EleutherAI releases massive AI training dataset of licensed and open domain text

EleutherAI, an AI analysis group, has launched what it claims is among the largest collections of licensed and open-domain textual content for coaching AI fashions.

The dataset, known as the Widespread Pile v0.1, took round two years to finish in collaboration with AI startups Poolside, Hugging Face, and others, together with a number of tutorial establishments. Weighing in at 8 terabytes in dimension, the Widespread Pile v0.1 was used to coach two new AI fashions from EleutherAI, Comma v0.1-1T and Comma v0.1-2T, that EleutherAI claims carry out on par with fashions developed utilizing unlicensed, copyrighted information.

AI firms, together with OpenAI, are embroiled in lawsuits over their AI coaching practices, which depend on scraping the online — together with copyrighted materials like books and analysis journals — to construct mannequin coaching datasets. Whereas some AI firms have licensing preparations in place with sure content material suppliers, most preserve that the U.S. authorized doctrine of honest use shields them from legal responsibility in circumstances the place they educated on copyrighted work with out permission.

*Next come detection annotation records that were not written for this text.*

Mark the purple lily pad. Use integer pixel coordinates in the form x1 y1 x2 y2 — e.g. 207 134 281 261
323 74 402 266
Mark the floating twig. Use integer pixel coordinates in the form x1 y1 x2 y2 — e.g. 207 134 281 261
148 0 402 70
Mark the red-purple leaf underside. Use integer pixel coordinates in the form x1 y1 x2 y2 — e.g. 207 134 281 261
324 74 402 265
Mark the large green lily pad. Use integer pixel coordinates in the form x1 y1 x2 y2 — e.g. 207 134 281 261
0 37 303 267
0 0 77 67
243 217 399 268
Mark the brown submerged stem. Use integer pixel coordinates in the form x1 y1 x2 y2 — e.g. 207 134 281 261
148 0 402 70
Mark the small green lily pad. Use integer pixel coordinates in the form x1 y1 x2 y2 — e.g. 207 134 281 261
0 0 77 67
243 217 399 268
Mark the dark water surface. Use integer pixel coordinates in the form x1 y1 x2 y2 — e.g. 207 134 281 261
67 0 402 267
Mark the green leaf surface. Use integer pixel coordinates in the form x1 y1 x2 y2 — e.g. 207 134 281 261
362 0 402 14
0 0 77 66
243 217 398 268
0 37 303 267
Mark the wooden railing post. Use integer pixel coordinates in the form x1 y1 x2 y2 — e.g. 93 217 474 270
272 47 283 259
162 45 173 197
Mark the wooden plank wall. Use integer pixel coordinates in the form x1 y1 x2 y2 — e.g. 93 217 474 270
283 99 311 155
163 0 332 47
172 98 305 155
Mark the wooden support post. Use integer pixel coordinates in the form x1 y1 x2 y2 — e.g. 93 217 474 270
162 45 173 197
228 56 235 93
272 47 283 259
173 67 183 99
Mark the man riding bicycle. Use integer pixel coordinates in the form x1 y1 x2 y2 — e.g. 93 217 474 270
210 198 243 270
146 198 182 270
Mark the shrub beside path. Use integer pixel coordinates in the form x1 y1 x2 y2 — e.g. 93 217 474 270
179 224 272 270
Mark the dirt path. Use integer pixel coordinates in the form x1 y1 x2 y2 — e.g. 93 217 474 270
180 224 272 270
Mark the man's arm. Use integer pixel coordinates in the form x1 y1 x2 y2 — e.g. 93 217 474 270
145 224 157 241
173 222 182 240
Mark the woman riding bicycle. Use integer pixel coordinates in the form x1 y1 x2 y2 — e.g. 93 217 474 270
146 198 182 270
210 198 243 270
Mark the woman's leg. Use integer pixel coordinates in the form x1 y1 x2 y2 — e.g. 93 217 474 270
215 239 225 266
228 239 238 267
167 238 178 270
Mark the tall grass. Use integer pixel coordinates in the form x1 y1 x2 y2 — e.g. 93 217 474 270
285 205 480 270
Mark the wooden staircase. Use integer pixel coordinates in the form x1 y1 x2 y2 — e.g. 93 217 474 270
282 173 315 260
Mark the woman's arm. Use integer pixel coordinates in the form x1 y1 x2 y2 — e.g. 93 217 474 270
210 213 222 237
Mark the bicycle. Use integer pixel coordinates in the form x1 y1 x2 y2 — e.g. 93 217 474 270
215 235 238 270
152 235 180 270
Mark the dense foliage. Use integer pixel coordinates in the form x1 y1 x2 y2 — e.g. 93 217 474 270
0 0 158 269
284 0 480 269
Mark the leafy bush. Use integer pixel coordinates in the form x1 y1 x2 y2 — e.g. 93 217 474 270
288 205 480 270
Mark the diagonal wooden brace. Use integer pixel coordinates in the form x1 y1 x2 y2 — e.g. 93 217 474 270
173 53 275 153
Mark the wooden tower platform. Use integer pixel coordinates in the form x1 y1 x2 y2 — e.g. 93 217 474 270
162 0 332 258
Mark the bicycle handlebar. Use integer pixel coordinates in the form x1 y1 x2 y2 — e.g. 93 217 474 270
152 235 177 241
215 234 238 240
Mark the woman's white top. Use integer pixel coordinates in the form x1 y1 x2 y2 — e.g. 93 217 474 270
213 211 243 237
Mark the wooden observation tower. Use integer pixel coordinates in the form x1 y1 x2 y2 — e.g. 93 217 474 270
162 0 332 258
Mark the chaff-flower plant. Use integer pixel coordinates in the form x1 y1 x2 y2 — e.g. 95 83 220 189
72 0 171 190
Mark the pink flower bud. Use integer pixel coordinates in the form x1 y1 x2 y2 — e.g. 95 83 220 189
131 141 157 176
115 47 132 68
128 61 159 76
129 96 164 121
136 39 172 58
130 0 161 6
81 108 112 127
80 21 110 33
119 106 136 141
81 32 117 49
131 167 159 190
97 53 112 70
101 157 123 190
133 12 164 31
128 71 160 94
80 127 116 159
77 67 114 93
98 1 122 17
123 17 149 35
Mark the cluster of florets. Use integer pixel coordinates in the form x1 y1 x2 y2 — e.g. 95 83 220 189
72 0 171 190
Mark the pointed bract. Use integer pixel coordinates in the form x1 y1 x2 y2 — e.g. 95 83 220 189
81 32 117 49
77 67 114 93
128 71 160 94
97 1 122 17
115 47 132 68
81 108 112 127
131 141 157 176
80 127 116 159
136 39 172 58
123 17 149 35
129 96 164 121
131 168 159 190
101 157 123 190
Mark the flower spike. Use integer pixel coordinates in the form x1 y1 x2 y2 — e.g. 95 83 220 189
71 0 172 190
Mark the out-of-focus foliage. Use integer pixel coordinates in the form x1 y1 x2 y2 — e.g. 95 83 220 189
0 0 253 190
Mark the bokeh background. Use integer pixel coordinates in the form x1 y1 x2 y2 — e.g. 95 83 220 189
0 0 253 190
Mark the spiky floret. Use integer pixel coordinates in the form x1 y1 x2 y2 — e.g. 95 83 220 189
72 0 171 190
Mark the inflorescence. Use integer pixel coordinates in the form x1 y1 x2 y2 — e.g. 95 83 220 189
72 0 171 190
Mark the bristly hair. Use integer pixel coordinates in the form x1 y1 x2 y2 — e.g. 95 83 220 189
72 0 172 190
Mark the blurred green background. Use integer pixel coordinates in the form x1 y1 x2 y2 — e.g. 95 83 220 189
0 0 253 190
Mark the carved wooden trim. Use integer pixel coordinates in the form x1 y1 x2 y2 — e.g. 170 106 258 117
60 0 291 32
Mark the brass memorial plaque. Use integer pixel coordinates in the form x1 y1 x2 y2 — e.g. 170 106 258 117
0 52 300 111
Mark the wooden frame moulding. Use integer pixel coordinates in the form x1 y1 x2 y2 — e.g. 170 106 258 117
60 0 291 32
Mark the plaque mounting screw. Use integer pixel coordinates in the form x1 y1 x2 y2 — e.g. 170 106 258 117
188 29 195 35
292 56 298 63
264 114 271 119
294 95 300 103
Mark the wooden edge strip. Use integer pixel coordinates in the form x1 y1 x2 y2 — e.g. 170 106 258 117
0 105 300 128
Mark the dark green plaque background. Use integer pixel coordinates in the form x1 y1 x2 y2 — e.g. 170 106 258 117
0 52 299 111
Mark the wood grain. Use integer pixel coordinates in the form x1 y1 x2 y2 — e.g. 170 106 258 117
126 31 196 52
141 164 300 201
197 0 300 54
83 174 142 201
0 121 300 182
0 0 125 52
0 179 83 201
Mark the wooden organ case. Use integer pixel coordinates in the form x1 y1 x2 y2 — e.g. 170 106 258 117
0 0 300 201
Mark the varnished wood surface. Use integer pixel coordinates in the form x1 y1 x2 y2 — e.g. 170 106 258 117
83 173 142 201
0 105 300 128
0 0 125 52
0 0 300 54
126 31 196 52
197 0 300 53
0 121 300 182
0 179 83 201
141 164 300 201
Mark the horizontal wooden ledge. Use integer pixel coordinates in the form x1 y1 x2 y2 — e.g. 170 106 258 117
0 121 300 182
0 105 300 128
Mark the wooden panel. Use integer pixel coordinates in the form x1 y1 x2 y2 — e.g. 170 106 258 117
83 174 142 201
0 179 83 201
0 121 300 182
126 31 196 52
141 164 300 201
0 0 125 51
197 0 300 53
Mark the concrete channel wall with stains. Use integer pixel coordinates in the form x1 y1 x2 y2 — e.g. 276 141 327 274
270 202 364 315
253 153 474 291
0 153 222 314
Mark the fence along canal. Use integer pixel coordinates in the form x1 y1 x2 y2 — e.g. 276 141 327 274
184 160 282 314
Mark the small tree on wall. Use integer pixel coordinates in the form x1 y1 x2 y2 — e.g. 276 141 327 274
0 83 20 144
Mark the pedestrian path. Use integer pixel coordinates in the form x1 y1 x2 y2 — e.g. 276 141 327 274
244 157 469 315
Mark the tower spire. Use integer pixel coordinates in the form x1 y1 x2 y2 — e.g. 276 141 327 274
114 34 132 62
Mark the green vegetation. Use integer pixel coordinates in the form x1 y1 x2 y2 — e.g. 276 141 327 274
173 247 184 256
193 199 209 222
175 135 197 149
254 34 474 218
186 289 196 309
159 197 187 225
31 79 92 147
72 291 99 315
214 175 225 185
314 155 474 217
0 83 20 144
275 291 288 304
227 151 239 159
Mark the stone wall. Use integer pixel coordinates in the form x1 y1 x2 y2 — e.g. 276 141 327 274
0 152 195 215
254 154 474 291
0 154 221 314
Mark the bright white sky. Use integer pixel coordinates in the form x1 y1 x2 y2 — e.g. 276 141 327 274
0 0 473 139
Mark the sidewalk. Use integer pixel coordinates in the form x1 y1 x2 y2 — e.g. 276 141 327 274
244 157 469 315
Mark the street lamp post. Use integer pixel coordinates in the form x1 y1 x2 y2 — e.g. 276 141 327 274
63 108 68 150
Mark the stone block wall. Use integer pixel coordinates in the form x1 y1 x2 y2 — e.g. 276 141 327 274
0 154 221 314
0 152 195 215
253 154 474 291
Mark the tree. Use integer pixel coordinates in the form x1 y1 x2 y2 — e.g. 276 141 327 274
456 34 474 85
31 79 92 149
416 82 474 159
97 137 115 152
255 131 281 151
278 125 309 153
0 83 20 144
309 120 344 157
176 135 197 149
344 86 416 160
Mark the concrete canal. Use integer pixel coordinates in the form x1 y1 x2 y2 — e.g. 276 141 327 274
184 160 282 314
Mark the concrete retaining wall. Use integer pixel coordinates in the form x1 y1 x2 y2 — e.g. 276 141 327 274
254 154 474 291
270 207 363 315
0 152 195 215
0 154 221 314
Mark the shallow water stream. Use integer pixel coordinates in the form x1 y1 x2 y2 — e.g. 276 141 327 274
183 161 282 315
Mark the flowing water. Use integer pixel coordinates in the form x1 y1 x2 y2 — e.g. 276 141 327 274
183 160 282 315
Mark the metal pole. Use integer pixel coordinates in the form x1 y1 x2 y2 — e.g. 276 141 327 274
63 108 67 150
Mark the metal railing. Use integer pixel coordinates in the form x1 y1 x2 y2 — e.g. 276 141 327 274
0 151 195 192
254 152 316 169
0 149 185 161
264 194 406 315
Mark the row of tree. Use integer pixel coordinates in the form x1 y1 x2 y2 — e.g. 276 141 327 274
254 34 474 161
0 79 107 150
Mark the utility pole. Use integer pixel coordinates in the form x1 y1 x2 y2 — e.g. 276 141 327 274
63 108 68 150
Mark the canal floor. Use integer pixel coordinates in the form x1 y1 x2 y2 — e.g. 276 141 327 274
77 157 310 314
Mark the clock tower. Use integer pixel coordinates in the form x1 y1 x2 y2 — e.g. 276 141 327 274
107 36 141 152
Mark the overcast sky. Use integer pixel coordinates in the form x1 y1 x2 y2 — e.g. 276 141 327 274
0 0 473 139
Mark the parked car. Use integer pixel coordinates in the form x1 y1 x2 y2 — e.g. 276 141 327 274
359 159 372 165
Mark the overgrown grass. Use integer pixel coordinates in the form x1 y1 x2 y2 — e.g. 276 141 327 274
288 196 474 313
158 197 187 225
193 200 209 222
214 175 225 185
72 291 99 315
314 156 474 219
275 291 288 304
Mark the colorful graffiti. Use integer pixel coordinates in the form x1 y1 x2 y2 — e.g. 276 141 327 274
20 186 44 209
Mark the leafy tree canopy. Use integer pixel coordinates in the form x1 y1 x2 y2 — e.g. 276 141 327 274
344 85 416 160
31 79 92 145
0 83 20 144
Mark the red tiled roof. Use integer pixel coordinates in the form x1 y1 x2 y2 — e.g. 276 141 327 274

EleutherAI argues that these lawsuits have “drastically decreased” transparency from AI firms, which the group says has harmed the broader AI analysis subject by making it extra obscure how fashions work and what their flaws could be.

“[Copyright] lawsuits haven’t meaningfully modified information sourcing practices in [model] coaching, however they’ve drastically decreased the transparency firms have interaction in,” Stella Biderman, EleutherAI’s government director, wrote in a weblog put up on Hugging Face early Friday. “Researchers at some firms we’ve got spoken to have additionally particularly cited lawsuits as the rationale why they’ve been unable to launch the analysis they’re doing in extremely data-centric areas.”

The Widespread Pile v0.1, which might be downloaded from Hugging Face’s AI dev platform and GitHub, was created in session with authorized specialists, and it attracts on sources, together with 300,000 public area books digitized by the Library of Congress and the Web Archive. EleutherAI additionally used Whisper, OpenAI’s open supply speech-to-text mannequin, to transcribe audio content material.

EleutherAI claims Comma v0.1-1T and Comma v0.1-2T are proof that the Widespread Pile v0.1 was curated fastidiously sufficient to allow builders to construct fashions aggressive with proprietary options. In response to EleutherAI, the fashions, each of that are 7 billion parameters in dimension and had been educated on solely a fraction of the Widespread Pile v0.1, rival fashions like Meta’s first Llama AI mannequin on benchmarks for coding, picture understanding, and math.

Parameters, generally known as weights, are the inner parts of an AI mannequin that information its habits and solutions.

“Typically, we expect that the widespread concept that unlicensed textual content drives efficiency is unjustified,” Biderman wrote in her put up. “As the quantity of accessible overtly licensed and public area information grows, we are able to count on the standard of fashions educated on overtly licensed content material to enhance.”

The Widespread Pile v0.1 seems to be partially an effort to proper EleutherAI’s historic wrongs. Years in the past, the corporate launched The Pile, an open assortment of coaching textual content that features copyrighted materials. AI firms have come underneath fireplace — and authorized strain — for utilizing The Pile to coach fashions.

EleutherAI is committing to releasing open datasets extra steadily going ahead in collaboration with its analysis and infrastructure companions.

Up to date 9:48 a.m. Pacific: Biderman clarified in a put up on X that EleutherAI contributed to the discharge of the datasets and fashions, however that their growth concerned many companions, together with the College of Toronto, which helped lead the analysis.